[<prev] [next>] [<thread-prev] [thread-next>] [day] [month] [year] [list]
Message-Id: <20211115165429.043239136@linuxfoundation.org>
Date: Mon, 15 Nov 2021 17:51:44 +0100
From: Greg Kroah-Hartman <gregkh@...uxfoundation.org>
To: linux-kernel@...r.kernel.org
Cc: Greg Kroah-Hartman <gregkh@...uxfoundation.org>,
stable@...r.kernel.org, "Ewan D. Milne" <emilne@...hat.com>,
"Martin K. Petersen" <martin.petersen@...cle.com>
Subject: [PATCH 5.15 009/917] scsi: core: Avoid leaving shost->last_reset with stale value if EH does not run
From: Ewan D. Milne <emilne@...hat.com>
commit 5ae17501bc62a49b0b193dcce003f16375f16654 upstream.

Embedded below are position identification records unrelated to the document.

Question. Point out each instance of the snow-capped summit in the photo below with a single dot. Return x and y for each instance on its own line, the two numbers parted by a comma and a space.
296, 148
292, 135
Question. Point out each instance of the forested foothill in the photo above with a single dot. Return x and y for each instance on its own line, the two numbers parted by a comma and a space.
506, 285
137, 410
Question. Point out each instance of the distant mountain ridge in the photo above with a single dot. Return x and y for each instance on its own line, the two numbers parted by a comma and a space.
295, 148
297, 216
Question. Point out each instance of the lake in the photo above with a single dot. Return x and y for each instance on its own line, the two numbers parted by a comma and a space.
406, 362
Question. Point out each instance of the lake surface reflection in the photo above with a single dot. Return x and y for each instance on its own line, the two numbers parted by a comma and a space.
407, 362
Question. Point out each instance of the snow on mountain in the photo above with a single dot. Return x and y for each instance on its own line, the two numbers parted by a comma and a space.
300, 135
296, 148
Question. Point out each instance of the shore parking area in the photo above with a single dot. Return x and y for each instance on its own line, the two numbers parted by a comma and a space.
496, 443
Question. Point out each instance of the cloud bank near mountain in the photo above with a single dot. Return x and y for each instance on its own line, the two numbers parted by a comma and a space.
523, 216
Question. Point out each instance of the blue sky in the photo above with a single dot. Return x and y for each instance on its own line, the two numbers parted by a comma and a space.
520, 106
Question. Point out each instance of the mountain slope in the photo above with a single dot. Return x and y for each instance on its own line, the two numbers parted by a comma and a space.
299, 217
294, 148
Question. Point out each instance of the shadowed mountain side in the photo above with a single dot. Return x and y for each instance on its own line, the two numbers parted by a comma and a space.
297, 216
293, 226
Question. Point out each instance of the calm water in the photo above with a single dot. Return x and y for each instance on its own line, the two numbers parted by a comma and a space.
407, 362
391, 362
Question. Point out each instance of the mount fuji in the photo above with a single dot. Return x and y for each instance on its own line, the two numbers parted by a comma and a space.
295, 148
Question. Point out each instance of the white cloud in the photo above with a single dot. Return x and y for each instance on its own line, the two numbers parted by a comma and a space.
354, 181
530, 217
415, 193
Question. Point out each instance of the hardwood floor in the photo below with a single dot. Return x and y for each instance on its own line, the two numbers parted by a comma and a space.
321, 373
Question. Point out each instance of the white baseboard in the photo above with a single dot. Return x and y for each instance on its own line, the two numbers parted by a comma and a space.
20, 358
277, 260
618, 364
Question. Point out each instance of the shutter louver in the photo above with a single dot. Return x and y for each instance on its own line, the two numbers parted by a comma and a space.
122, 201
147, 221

The changes to issue the abort from the scmd->abort_work instead of the EH
thread introduced a problem if eh_deadline is used. If aborting the
command(s) is successful, and there are never any scmds added to the
shost->eh_cmd_q, there is no code path which will reset the ->last_reset
value back to zero.
The effect of this is that after a successful abort with no EH thread
activity, a subsequent timeout, perhaps a long time later, might
immediately be considered past a user-set eh_deadline time, and the host
will be reset with no attempt at recovery.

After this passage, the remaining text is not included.